Op hoofdlijnen wordt opgedragen welke gegevens systematisch moeten worden vastgelegd en aan welke eisen deze gegevens moeten voldoen.

Artikel 15. Interne controle

De accountant toetst jaarlijks van de gemeenterekening of deze een getrouw beeld geeft van de gemeentelijke financiën en of de (financiële) beheershandelingen die eraan ten grondslag liggen rechtmatig zijn verlopen. Dit artikel draagt het college op maatregelen te treffen opdat gedurende het jaar of vooraf aan de accountantscontrole de gemeente zelf nagaat of de cijfers in de administraties een getrouw beeld geven en of de financiële beheershandelingen die aan de baten en lasten en de balansmutaties ten grondslag liggen rechtmatig (zijn) verlopen.

Artikel 16. Misbruik en oneigenlijk gebruik

Hierin wordt bepaalt dat in gemeentelijke regelingen en werkprocedures voldoende maatregelen worden getroffen om misbruik en oneigenlijk gebruik van gemeentelijke regelingen en eigendommen te beperken.

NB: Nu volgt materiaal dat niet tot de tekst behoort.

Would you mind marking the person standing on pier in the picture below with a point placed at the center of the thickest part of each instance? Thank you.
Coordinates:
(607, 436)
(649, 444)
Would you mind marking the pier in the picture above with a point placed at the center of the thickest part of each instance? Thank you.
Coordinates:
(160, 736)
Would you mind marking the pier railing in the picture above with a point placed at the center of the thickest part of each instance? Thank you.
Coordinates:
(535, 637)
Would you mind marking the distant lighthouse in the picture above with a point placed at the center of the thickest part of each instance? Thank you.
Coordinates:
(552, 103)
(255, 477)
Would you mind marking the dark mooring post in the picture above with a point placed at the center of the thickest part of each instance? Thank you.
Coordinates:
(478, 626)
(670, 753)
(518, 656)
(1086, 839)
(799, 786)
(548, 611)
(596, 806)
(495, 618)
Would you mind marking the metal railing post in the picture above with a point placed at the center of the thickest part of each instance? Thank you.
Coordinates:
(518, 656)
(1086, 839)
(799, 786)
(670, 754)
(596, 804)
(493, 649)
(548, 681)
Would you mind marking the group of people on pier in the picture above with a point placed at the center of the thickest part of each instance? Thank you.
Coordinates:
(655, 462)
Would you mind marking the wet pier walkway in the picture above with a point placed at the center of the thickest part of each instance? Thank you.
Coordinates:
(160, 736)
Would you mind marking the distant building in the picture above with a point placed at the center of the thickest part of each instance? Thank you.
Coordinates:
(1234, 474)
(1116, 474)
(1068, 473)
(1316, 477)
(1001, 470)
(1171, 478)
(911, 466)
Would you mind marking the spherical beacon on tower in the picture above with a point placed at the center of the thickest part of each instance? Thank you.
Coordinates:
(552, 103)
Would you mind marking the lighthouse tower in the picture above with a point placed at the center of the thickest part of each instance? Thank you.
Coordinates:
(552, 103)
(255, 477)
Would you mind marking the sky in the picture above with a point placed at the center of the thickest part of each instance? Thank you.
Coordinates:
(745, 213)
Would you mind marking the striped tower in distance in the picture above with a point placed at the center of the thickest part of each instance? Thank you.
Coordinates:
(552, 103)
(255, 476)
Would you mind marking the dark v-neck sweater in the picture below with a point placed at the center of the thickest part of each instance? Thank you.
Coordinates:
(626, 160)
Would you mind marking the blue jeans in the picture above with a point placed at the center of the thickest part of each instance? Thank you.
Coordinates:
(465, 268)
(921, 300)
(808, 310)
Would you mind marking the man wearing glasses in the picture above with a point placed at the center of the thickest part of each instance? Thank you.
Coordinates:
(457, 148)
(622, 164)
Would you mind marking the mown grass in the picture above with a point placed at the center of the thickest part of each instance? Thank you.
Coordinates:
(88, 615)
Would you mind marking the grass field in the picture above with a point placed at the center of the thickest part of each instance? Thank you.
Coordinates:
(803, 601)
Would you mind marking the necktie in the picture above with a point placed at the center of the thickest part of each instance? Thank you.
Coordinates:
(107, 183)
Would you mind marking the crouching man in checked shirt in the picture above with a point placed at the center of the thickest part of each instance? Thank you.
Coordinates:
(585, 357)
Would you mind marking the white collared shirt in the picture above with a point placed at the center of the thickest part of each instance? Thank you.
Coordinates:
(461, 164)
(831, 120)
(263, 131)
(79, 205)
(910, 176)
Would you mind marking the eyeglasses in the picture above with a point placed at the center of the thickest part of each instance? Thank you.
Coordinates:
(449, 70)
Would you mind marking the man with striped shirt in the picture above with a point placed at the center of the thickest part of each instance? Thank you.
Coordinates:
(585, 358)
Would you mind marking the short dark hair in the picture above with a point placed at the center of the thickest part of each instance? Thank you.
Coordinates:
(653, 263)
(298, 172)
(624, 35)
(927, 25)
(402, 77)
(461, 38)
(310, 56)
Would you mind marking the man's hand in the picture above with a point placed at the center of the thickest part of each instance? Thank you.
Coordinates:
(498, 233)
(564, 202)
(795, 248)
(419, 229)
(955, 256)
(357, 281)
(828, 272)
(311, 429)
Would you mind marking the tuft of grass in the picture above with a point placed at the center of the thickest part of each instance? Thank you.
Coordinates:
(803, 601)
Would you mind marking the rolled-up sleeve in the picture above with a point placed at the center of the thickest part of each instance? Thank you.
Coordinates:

Artikel 17. Financiële organisatie

Dit artikel geeft de uitgangspunten voor de financiële organisatie. Volgens het eerste lid letter a van vast te stellen over de ambtelijke organisatie van de gemeente. Het college wordt onder letter a, b, c en d van het artikel uit de verordening opgedragen bepaalde van deze regels die de financiële organisatie betreffen, vast te leggen in besluiten. De regels bedoeld onder de letters a en b kan het college gezamenlijk vastleggen in een organisatiebesluit. De regels bedoeld onder c zijn uitgewerkt in de Budgethoudersregeling en de Mandaat/ en volmachtregeling Rijnwoude.

In het tweede lid is vastgelegd dat de griffier budgethouder is voor het raadsbudget en het budget van de griffier.

Artikel 18. Inwerkingtreding

De verordening treedt in de plaats van de vorige op grond van artikel 212 Gemeentewet ingestelde verordening. Het artikel bepaalt dat de verordening van toepassing is op alle stukken van het genoemde begrotingsjaar en latere jaren. De jaarstukken van het vorig begrotingsjaar moeten nog voldoen aan de bepalingen uit de oude verordening.

Artikel 19. Overgangsbepalingen

Hierin is bepaald dat het werken met subprogramma’s met daaraan de prestatie-indicatoren eerst van toepassing is met ingang van het begrotingsjaar 2009.

Artikel 20. Citeertitel

Dit artikel geeft de naam, waarmee in de gemeentelijke stukken naar deze verordening moet worden verwezen.

Vaststelling

Uitgaande stukken van de raad moeten door de burgemeester worden ondertekend (artikel 75, lid 1 Gemeentewet). De griffier moet de uitgaande stukken van de raad medeondertekenen (artikel 107c Gemeentewet). Binnen twee weken na vaststelling door de raad zend het college de verordening aan gedeputeerde staten (artikel 214 Gemeentewet).